When I first came up with the idea, I was thinking very lineally, and I thought the biggest this could ever get was a hundred people working for it in some capacity. Today we have 38 employees and 220 odd volunteers. But we’re recognising that the impact can be far deeper, other than by growing ourselves, through the support we can provide to other social enterprises who want to do the same thing in their own space.
On a personal note, what motivates you to engage with this sort of work?
I guess everyone’s got a story that probably guides some of the decisions that they make at key points in their lives, and I’m not an exception to that. I have a couple of stories that have had a big impact on me from cases I’ve run and experiences I’ve had. They’re principally linked to the fact that I am part of the Salvation Army and that my introduction to the Salvation Army was a very tangible, very real and very compelling experience with an elderly lady who needed a lawyer, and otherwise was going to lose a very important court case. It was to do with her grandchildren and her ability to care for them and the interactions she was having with government at the time who were trying to remove them from her care.
The Salvation Army asked me to assist in that case, it was the first ever case. I started to dig into the fact that it was a very unjust attempt by the government agency to remove the children from her care, and without a great deal of effort I was able to overturn the position of the other parties and give this woman a really positive outcome.
I found that just with the right tools and right interest and faith in the client, you can make some really life changing outcomes appear. And I thought, if I’ve got some gifts in terms of my professional skills and interests, then it’s important that they’re used for the right reasons. I think of that as me seeing what’s achievable if you put your energies and your efforts and your gifts in the right direction.
Lawyers often get a bad rap – do you get frustrated by the nature of the legal system, or do you think more lawyers should do engage in this kind of work?

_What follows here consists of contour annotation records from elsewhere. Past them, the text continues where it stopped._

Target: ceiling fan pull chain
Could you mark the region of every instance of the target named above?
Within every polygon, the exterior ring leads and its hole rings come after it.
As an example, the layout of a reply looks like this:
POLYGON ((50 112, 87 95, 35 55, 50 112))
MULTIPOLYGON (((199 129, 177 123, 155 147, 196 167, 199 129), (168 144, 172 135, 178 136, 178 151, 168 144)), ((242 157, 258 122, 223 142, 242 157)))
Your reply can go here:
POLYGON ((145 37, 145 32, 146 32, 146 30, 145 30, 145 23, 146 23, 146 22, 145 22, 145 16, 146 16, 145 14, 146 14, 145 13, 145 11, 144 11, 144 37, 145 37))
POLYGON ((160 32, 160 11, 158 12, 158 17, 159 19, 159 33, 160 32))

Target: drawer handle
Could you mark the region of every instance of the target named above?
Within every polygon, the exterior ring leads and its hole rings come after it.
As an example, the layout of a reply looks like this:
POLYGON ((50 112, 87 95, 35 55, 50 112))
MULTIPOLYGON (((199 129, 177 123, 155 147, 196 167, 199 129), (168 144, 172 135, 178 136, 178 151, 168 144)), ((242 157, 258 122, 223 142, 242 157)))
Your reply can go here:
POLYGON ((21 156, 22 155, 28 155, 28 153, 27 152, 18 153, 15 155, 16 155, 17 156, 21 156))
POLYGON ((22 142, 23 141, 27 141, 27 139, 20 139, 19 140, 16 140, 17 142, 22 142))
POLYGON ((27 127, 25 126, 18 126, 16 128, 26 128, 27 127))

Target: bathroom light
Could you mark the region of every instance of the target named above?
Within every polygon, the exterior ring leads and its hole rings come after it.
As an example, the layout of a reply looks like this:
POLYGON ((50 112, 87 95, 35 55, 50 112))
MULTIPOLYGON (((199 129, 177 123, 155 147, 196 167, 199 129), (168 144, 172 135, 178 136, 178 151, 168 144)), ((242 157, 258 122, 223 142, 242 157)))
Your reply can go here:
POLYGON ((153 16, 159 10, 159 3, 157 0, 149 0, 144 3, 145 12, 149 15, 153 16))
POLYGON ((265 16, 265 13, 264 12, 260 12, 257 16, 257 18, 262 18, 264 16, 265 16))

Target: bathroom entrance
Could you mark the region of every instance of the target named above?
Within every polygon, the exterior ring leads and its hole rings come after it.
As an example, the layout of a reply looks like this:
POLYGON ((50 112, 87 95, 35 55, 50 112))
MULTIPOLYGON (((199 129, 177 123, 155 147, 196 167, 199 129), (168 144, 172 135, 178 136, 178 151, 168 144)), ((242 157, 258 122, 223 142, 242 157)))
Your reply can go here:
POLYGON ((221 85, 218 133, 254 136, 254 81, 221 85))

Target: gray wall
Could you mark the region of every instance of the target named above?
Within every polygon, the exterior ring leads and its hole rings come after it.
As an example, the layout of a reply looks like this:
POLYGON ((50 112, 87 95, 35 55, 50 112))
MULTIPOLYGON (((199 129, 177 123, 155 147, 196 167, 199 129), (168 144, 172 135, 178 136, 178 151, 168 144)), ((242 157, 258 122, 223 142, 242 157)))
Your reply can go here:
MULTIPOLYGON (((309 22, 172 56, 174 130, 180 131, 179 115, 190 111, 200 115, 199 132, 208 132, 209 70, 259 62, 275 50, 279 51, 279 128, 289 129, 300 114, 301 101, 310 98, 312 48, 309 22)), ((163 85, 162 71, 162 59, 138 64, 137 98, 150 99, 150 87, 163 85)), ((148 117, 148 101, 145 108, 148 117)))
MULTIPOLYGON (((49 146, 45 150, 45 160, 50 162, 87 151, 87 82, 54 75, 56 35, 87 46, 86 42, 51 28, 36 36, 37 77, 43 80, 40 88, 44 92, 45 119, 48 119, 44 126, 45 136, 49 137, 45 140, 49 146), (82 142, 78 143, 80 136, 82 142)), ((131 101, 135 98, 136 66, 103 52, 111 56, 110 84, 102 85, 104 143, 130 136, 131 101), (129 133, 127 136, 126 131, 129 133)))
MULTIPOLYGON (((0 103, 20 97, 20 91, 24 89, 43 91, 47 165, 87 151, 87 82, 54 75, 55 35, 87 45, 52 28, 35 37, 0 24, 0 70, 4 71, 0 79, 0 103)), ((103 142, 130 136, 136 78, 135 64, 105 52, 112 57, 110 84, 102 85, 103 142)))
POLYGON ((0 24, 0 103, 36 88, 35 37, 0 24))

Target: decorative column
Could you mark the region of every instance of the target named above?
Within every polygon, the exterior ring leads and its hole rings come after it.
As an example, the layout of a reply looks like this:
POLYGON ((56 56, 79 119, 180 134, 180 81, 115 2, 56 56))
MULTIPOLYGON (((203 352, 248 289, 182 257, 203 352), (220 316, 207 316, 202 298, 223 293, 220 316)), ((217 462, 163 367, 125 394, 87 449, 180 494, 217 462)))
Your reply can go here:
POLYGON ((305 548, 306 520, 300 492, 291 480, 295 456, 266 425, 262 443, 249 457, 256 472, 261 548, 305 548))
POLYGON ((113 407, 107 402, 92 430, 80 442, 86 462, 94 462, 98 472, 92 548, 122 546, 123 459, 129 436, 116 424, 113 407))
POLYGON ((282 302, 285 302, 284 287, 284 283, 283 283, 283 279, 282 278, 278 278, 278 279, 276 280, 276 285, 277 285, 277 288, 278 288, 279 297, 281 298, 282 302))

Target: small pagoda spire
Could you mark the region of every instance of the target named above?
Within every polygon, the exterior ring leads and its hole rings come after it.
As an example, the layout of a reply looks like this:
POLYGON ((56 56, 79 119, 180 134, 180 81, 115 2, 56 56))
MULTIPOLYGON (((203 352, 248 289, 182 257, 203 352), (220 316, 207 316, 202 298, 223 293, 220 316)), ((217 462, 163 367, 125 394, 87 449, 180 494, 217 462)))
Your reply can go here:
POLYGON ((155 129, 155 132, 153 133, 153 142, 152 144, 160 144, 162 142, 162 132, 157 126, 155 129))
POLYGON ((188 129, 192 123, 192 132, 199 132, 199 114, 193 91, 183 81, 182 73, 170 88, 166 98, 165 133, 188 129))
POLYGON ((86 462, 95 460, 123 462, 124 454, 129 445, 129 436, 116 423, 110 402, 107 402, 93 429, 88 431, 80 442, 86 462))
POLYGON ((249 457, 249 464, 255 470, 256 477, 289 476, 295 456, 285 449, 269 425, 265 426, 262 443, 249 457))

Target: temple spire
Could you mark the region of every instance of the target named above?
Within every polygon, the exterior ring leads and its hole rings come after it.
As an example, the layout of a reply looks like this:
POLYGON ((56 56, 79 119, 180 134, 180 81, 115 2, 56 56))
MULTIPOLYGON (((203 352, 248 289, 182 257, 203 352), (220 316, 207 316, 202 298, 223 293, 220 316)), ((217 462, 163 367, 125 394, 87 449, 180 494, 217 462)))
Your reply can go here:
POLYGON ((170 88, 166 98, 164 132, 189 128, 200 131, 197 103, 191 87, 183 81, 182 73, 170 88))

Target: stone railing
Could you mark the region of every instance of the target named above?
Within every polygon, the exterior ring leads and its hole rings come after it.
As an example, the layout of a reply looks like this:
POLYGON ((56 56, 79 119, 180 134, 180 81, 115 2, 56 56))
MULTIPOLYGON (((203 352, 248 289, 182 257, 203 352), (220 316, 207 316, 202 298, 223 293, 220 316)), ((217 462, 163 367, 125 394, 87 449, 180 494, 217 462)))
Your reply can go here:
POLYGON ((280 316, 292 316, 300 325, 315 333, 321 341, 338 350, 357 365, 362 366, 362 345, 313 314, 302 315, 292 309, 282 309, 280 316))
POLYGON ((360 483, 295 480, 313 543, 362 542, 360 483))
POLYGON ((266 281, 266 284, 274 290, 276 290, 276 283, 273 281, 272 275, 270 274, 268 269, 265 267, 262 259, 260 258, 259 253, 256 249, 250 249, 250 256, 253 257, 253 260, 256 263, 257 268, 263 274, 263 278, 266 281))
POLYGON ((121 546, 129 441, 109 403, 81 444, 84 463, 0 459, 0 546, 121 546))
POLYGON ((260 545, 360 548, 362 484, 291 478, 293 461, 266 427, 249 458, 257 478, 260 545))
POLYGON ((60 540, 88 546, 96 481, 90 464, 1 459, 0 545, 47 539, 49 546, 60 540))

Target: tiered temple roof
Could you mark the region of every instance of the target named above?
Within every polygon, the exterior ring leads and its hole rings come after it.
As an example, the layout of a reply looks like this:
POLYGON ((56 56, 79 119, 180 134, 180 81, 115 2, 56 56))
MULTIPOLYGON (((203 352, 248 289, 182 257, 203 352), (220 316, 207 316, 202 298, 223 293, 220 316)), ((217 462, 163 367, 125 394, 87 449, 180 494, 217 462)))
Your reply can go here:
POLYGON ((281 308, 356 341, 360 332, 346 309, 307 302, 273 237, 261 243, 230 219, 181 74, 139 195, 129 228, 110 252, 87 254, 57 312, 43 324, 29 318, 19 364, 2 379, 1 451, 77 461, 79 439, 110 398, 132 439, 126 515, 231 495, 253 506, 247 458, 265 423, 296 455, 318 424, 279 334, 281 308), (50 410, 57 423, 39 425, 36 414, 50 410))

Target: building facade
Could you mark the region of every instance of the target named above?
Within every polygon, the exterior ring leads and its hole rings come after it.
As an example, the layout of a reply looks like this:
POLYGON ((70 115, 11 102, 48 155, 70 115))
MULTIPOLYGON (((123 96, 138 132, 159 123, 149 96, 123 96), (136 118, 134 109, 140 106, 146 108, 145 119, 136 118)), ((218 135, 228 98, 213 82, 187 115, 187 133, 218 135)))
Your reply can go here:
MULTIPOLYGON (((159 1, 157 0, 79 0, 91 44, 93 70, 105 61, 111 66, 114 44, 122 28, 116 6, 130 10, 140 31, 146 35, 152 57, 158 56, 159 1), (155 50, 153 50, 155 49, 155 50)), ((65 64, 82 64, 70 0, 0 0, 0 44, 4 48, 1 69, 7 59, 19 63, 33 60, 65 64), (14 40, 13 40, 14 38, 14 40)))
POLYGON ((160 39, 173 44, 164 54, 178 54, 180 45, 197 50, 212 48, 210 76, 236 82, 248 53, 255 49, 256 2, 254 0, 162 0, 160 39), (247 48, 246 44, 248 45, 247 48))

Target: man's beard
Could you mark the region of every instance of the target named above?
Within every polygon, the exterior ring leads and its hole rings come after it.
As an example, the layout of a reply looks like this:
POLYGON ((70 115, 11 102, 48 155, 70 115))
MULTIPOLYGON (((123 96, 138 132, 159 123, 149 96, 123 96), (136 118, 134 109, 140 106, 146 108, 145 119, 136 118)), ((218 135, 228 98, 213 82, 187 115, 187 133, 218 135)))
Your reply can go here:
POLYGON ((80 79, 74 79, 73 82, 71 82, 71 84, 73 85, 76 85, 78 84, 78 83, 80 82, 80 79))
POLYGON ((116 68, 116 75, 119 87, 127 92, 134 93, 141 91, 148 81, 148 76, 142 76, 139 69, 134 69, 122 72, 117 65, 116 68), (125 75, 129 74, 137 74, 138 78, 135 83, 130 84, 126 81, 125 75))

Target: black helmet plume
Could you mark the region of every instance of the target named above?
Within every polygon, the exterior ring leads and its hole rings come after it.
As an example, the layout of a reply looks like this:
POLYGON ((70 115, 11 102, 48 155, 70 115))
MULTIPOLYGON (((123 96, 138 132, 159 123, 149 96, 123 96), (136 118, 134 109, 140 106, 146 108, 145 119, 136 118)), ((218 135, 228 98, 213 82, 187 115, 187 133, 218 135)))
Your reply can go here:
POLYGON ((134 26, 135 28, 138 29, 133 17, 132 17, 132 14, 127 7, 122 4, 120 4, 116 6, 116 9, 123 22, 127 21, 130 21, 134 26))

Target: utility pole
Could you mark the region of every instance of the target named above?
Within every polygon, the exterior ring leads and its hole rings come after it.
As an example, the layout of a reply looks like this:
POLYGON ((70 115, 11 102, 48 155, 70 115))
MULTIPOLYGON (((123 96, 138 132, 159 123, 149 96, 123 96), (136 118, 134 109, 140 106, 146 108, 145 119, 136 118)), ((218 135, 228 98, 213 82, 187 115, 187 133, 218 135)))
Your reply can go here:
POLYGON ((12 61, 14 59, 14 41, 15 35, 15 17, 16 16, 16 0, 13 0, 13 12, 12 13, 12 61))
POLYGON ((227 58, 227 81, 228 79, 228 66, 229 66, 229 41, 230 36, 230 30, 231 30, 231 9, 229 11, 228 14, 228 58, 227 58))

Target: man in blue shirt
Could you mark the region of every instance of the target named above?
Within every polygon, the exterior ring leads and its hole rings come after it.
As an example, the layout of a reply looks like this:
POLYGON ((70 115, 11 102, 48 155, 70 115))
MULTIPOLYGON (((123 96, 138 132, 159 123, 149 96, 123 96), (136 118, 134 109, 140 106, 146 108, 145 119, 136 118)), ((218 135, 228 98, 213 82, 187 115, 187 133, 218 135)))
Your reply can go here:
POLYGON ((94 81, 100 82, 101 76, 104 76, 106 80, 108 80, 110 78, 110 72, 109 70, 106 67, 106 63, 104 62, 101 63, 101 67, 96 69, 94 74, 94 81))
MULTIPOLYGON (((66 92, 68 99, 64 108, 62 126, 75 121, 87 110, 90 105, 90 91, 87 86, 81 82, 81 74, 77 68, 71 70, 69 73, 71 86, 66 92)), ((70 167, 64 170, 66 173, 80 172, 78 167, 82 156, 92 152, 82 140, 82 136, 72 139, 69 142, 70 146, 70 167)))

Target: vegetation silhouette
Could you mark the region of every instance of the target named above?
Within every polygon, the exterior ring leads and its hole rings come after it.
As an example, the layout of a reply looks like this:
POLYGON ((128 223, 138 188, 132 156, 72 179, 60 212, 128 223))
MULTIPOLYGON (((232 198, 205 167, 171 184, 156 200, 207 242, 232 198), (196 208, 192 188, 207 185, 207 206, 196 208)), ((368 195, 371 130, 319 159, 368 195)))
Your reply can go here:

I know lawyers get a bad rap, there are a lot of very good lawyers who don’t get any attention, so I don’t want to suggest that we’re the only ones out there doing something, because there are a lot out there who are doing a lot of good.
Ideas like what we do are really important because you have a constantly shifting position of government in the delivery of social services, expecting more to be done by Not for Profits, and there are a lot of Not for Profits out there who could do the same sort of thing that we do but are lacking a champion within them. And the frustrating thing is that I know there are plenty of champions out there within the legal profession but that the risk to take to do this is significant, and people sometimes don’t have enough support or confidence in themselves to do it when the reality is they certainly could.
One of the other frustrating things for me is the partnership model in the legal profession is very much broken, and the generation change with millennials and what they’re interested in – it’s going to lead to a significant shift in how law firms approach the business of law. I wish there were others out there really proactively trying to solve those business model issues. If they put their incredible legal and business minds to good use they would be able to help really develop a sector of social enterprises like this where professionals can get quite fairly rewarded for their efforts, but also the business can have massive social outcomes.